In those faraway days when the Cold War was young, the English historian Sir Herbert Butterfield lectured at Notre Dame on “The Tragic Element in Modern International Conflict.” Historians writing about modern wars, Butterfield said, characteristically start off with a “heroic” vision of things. They portray good men struggling against bad, virtue resisting evil. In this embattled mood, they see only the sins of the enemy and ignore the underlying structural dilemmas that so often provoke international clashes.
As time passes and emotions subside, history enters the “academic” phase. Now historians see “a terrible human predicament” at the heart of the story, “a certain situation that contains the element of conflict irrespective of any special wickedness in any of the parties concerned.” Wickedness may deepen the predicament, but conflict would be there anyway. Perspective, Butterfield proposed, teaches us “to be a little more sorry for both parties than they knew how to be for one another.” History moves on from melodrama to tragedy.
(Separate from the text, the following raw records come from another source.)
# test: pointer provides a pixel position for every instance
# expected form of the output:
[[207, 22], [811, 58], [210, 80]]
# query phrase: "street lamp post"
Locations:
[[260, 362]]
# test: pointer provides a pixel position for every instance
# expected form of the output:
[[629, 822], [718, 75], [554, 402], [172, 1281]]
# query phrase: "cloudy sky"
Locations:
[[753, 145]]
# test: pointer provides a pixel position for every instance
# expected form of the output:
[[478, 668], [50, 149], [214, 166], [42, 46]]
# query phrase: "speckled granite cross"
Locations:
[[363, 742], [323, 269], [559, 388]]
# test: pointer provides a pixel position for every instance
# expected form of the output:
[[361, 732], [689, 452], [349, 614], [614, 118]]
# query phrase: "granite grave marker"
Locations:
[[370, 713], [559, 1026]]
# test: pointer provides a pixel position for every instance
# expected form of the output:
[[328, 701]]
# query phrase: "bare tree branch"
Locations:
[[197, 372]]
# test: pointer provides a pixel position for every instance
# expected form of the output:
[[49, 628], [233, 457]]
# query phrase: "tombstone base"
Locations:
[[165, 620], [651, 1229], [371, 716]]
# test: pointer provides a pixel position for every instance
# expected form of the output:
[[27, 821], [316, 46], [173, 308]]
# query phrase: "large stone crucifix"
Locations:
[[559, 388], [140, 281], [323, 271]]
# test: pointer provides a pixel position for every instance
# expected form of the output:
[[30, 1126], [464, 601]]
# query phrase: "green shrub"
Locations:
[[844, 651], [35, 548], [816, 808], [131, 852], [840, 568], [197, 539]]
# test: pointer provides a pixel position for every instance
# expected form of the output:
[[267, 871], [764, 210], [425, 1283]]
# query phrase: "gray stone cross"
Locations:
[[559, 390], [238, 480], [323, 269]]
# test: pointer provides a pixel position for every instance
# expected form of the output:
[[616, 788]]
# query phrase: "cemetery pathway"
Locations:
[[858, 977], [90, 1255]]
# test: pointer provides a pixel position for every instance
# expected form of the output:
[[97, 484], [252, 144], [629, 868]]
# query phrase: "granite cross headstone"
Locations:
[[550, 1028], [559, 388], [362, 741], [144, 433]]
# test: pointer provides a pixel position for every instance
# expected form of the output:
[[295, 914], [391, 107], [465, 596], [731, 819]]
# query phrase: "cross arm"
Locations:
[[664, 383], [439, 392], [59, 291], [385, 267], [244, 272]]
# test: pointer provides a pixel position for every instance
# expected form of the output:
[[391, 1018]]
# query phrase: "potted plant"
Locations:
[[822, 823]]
Butterfield made a pretty good forecast of the way Cold War historiography has evolved in the more than forty years since he spoke. In the United States the “heroic” phase took two forms: the orthodox in the 1940s and 1950s, with the Russians cast as the villains, and the revisionist in the 1960s, with the Americans as the villains. By the 1980s, American Cold War historians discerned what one of the best of them, John Lewis Gaddis, called an “emerging post-revisionist synthesis.” History began to pass from a weapon in the battle into a more analytical effort to define structural dilemmas and to understand adversary concerns.